Çocuklara karşı yaptığımız ilk hata onlara peygamberlerini yeterince tanıtamamak ve sevdirememektir. Bu yüzden maalesef bizim “sevgili çocuklarımız” artık kalplerinde “Peygamber sevgisini” tadamıyorlar ve bu sevginin huzurundan mahrum kalıyorlar.
Kâinatın Efendisi (sas), sadece Cahiliye Döneminin mağdur edilen çocuklarının peygamberi değil, bugünkü çocukların da peygamberidir. Bu günün çocukları diri diri toprağa gömülmese de, bunların da gömüldükleri farklı sorunlar vardır ve Son Peygamber (sas), bu sorunların çözümü için de yol göstermiştir.
BİRİNCİ SORUN: Çocuklara karşı yaptığımız ilk hata onlara peygamberlerini yeterince tanıtamamak ve sevdirememektir. Bu yüzden maalesef bizim “sevgili çocuklarımız” artık kalplerinde “Peygamber sevgisini” tadamıyorlar ve bu sevginin huzurundan mahrum kalıyorlar.
Bunun bir sebebi, çocukların masum kalplerinin yanlış kişilerin sevgisiyle doldurulmasıdır. Günümüzde uyduruk yüzlerce sanal kahraman,çocuklarımızın hayallerini süslemektedir. Masum kalplerde Yüzüklerin Efendisinden Kâinatın Efendisine (sas) yer kalmamaktadır. Bu ne kadar acıtıcıdır!
Milyonlarca çocuk bu sözde süper kahramanları izlerken ve onlar gibi olmak isterken, neden Rabbimizin Habibine hayranlık duymuyor ve onun gibi olmak istemiyor?
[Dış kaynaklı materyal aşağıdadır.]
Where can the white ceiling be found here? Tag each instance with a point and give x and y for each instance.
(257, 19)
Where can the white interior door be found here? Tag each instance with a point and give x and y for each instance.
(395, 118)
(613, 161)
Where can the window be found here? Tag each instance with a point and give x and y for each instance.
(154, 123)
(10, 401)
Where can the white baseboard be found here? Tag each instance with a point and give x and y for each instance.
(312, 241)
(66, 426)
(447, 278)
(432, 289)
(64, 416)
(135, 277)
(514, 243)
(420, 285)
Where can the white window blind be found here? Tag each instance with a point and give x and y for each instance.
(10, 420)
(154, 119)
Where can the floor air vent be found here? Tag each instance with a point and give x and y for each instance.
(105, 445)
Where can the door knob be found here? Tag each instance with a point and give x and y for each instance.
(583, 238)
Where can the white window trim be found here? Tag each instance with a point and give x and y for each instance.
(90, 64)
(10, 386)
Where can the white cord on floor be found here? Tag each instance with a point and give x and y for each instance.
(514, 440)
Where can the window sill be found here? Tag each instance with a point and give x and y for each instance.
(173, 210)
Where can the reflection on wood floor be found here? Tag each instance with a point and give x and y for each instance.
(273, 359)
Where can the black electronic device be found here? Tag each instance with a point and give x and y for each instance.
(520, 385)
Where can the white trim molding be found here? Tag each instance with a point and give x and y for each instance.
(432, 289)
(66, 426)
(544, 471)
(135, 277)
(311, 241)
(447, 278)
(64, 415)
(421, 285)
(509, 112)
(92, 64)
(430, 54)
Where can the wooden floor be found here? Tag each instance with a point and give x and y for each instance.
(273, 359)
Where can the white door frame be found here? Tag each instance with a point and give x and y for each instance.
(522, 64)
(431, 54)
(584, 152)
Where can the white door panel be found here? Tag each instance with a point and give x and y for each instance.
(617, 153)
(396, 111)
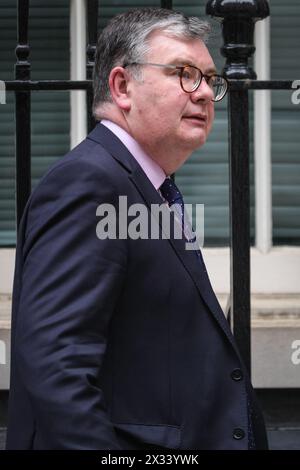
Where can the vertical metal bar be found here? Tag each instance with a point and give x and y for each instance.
(92, 18)
(168, 4)
(22, 104)
(238, 19)
(240, 317)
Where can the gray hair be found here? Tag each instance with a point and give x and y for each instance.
(125, 40)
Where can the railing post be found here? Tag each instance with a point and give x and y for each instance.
(238, 19)
(22, 104)
(92, 20)
(168, 4)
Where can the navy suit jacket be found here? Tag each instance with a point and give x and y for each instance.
(116, 343)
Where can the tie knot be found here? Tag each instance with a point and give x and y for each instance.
(170, 192)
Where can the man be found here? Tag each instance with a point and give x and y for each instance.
(119, 342)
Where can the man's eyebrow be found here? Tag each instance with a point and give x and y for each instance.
(181, 61)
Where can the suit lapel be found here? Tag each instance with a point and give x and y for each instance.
(195, 268)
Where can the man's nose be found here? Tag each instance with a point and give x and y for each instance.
(203, 93)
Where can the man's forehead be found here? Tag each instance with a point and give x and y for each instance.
(173, 50)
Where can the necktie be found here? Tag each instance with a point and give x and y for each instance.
(173, 196)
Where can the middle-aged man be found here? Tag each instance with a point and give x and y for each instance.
(119, 342)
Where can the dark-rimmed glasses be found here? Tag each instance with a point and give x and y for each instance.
(191, 78)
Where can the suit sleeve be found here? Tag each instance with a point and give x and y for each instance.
(71, 282)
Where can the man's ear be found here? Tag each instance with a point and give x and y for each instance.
(118, 84)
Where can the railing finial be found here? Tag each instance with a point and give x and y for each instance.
(238, 18)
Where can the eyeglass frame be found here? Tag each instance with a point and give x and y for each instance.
(181, 68)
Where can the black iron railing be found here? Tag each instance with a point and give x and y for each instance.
(238, 22)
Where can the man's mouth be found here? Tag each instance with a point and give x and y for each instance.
(199, 118)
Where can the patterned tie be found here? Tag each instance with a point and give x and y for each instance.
(172, 195)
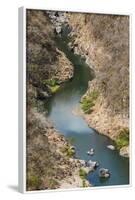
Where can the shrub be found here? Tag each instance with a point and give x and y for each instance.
(82, 173)
(89, 101)
(123, 138)
(52, 85)
(68, 151)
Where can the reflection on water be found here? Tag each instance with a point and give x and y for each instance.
(60, 108)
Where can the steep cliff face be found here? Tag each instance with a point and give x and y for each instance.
(47, 68)
(104, 41)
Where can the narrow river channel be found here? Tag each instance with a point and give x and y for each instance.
(60, 107)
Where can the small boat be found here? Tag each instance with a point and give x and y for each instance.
(111, 147)
(104, 173)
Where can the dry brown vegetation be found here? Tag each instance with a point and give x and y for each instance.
(46, 165)
(104, 40)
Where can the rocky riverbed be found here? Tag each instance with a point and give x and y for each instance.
(103, 40)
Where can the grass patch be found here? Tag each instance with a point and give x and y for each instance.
(123, 138)
(89, 101)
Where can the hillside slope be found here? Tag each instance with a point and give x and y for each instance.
(104, 41)
(47, 68)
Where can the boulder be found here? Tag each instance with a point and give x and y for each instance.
(104, 173)
(92, 164)
(111, 147)
(124, 151)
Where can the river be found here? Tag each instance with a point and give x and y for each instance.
(60, 112)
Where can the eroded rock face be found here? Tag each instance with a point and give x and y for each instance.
(104, 42)
(124, 151)
(46, 164)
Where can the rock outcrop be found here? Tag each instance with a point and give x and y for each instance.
(47, 69)
(104, 42)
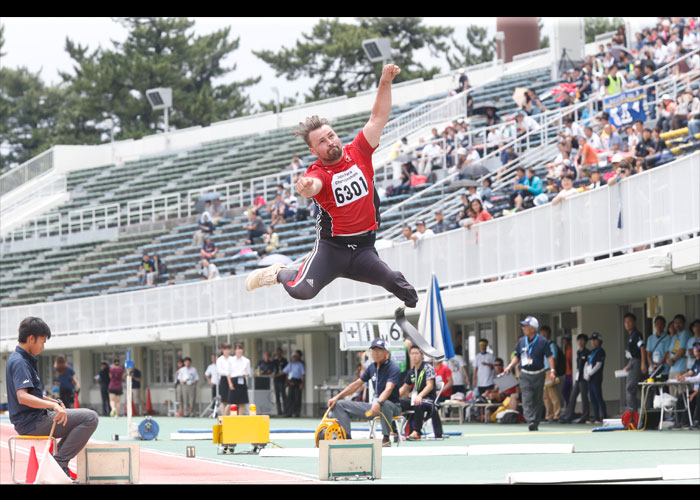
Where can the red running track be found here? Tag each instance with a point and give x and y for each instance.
(158, 467)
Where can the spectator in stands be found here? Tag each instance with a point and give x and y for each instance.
(649, 79)
(277, 210)
(188, 378)
(595, 180)
(255, 227)
(554, 167)
(481, 213)
(117, 375)
(622, 169)
(206, 227)
(587, 155)
(430, 157)
(680, 117)
(294, 164)
(271, 240)
(422, 231)
(534, 184)
(472, 164)
(630, 140)
(611, 139)
(646, 146)
(636, 79)
(694, 117)
(159, 268)
(485, 191)
(290, 205)
(593, 375)
(567, 189)
(259, 206)
(407, 170)
(209, 270)
(525, 124)
(583, 84)
(667, 109)
(145, 268)
(209, 249)
(508, 155)
(463, 82)
(217, 212)
(440, 225)
(614, 82)
(592, 138)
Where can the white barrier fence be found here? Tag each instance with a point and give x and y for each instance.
(650, 207)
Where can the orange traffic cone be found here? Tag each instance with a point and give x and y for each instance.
(32, 467)
(149, 406)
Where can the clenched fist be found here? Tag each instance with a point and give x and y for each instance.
(390, 71)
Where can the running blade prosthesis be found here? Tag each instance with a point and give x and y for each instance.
(329, 428)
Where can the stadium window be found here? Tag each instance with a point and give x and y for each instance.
(162, 365)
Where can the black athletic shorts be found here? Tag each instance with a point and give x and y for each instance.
(351, 257)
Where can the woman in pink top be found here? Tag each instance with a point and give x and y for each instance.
(481, 213)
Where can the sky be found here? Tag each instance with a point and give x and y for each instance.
(38, 43)
(46, 52)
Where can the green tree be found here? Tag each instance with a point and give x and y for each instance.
(158, 52)
(332, 54)
(598, 25)
(484, 49)
(28, 115)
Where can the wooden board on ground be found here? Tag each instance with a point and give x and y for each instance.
(109, 463)
(350, 458)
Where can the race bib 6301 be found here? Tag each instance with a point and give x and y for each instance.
(349, 186)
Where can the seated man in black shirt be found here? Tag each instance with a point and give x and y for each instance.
(383, 376)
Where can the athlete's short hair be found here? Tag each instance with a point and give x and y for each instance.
(32, 326)
(309, 125)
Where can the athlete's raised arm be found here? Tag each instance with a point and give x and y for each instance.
(309, 186)
(382, 106)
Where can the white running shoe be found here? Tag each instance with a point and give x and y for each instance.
(263, 277)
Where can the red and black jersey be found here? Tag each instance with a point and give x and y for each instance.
(348, 203)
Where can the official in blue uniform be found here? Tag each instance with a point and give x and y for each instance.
(530, 354)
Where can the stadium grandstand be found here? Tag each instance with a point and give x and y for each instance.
(592, 211)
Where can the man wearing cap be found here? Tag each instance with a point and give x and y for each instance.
(383, 376)
(636, 367)
(621, 167)
(593, 373)
(530, 353)
(483, 368)
(580, 383)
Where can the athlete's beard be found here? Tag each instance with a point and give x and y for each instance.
(334, 154)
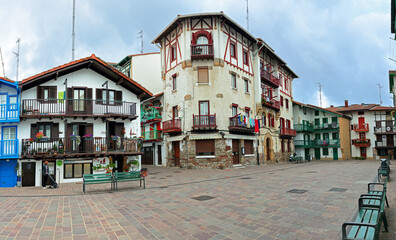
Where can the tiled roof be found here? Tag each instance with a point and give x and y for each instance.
(92, 57)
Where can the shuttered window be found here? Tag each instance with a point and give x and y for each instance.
(203, 75)
(249, 147)
(205, 147)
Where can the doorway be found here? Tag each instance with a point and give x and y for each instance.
(235, 151)
(176, 153)
(28, 174)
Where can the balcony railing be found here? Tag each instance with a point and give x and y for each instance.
(361, 142)
(9, 149)
(202, 51)
(173, 125)
(361, 128)
(67, 146)
(237, 124)
(153, 135)
(269, 78)
(86, 107)
(9, 113)
(151, 115)
(287, 132)
(270, 103)
(317, 143)
(204, 122)
(303, 128)
(327, 127)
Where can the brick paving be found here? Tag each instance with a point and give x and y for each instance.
(250, 203)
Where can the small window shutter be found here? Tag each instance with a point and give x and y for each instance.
(99, 96)
(33, 130)
(118, 97)
(203, 75)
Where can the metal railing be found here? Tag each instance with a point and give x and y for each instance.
(42, 107)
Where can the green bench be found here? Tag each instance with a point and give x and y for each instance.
(97, 179)
(129, 176)
(367, 223)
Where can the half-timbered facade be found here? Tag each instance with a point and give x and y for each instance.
(80, 116)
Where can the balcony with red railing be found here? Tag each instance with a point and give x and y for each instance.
(204, 122)
(361, 127)
(202, 51)
(171, 126)
(361, 142)
(267, 77)
(239, 125)
(287, 132)
(270, 103)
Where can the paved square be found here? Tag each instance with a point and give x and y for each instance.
(256, 208)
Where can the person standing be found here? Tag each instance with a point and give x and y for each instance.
(45, 174)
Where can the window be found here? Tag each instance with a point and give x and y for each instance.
(234, 109)
(245, 58)
(247, 112)
(174, 84)
(77, 170)
(246, 85)
(173, 53)
(203, 75)
(233, 80)
(205, 147)
(249, 147)
(233, 50)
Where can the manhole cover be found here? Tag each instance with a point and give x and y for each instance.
(299, 191)
(338, 190)
(203, 198)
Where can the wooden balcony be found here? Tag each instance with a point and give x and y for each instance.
(287, 133)
(171, 126)
(238, 126)
(9, 149)
(79, 147)
(360, 128)
(361, 142)
(152, 136)
(40, 108)
(268, 78)
(270, 103)
(204, 122)
(202, 51)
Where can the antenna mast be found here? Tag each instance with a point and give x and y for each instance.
(141, 43)
(247, 14)
(73, 33)
(379, 88)
(17, 54)
(2, 62)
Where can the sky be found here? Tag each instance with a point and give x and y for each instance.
(343, 44)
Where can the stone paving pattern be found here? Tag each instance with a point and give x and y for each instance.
(249, 203)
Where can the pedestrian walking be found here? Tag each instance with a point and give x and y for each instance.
(45, 174)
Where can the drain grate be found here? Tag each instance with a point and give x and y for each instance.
(203, 198)
(298, 191)
(338, 190)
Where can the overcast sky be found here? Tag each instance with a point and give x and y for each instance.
(343, 44)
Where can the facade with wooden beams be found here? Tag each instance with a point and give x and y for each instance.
(80, 116)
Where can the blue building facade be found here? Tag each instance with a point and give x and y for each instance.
(9, 121)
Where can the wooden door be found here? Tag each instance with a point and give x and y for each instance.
(28, 174)
(235, 151)
(176, 152)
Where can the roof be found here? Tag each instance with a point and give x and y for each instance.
(94, 63)
(175, 22)
(272, 51)
(353, 107)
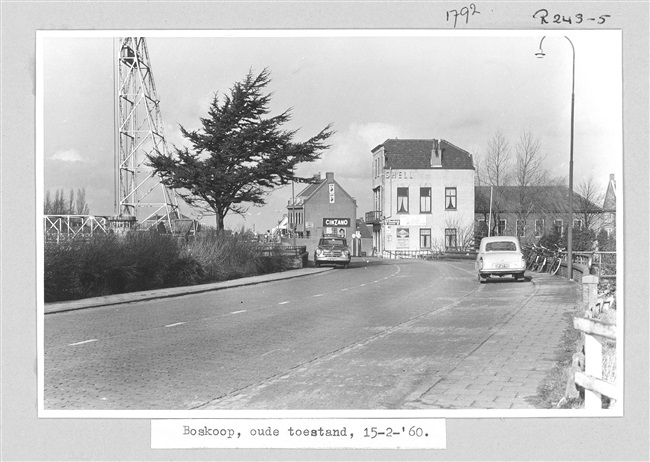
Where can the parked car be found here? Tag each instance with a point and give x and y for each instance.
(500, 256)
(332, 251)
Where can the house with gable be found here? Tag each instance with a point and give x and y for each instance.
(423, 194)
(323, 207)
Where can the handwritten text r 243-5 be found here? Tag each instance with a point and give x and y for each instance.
(546, 18)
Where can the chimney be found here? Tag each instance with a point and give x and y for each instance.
(436, 154)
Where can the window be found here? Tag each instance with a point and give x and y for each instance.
(377, 198)
(425, 200)
(402, 200)
(450, 238)
(521, 228)
(501, 229)
(425, 238)
(450, 198)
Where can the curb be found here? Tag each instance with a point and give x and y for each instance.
(132, 297)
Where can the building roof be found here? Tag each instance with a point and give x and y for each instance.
(416, 154)
(539, 199)
(306, 194)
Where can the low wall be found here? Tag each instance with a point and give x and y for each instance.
(579, 270)
(310, 243)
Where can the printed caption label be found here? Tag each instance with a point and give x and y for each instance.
(299, 433)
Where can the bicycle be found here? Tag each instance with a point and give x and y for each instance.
(540, 263)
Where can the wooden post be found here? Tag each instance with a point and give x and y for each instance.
(589, 289)
(593, 368)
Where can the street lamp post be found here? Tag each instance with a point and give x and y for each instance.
(540, 54)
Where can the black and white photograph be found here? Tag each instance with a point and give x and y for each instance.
(332, 220)
(345, 234)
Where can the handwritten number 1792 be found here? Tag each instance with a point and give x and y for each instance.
(466, 11)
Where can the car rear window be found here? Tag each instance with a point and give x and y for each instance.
(501, 246)
(332, 241)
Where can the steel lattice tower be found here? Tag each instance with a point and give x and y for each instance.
(139, 193)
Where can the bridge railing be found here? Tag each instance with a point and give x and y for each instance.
(592, 378)
(67, 227)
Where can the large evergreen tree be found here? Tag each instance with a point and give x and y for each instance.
(239, 155)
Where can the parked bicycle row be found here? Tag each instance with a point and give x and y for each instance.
(542, 259)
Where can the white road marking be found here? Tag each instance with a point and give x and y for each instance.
(85, 341)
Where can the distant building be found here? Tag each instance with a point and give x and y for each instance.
(323, 207)
(423, 192)
(531, 212)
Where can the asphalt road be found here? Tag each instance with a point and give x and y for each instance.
(369, 337)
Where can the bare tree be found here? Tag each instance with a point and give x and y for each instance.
(529, 172)
(82, 206)
(495, 172)
(497, 160)
(464, 232)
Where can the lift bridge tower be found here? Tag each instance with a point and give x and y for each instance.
(141, 200)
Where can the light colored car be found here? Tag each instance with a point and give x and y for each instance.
(332, 251)
(500, 256)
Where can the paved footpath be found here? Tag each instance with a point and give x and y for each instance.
(505, 371)
(176, 291)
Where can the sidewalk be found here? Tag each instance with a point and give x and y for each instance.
(131, 297)
(507, 369)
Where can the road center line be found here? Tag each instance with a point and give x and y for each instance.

Hâlbuki onun başarıları film değil gerçekken, ondan ne önce, ne de sonra hiçbir insan onun başardıklarını başaramamışken, üstelik harika mucizeleri de varken, neden hâlâ çocuklarımız bir hayal ürünü olan ve çoğu gayr-i müslimlerin icadı süper kahramanları veya dizi oyuncularını izliyor da son ve emsalsiz bir kahraman olan Kâinatın Efendisini bilmiyor? Ya da onun doğum, ölüm tarihlerini ve üç savaşını bilince, ailesinin isimlerini de sayınca onu tanıdığını sanıyor?
Neden televizyonlara çıkan ve “din hocası” olarak pofpoflanan bazı hocalar hep “insan peygambere” vurgu yapıyorlar da, onun bine yakın mu’cizelerinden hiç bahsetmiyorlar? Sanal süper kahramanları geçmesin diye mi? Yoksa tanrılaştırılır korkusuyla mı? Allah aşkına, 14 asır boyunca bu ümmet içinde ona taptığı için sapıtan bir grup mu olmuş ki, onu normal bir insanmış gibi göstermeye çalışıyorlar?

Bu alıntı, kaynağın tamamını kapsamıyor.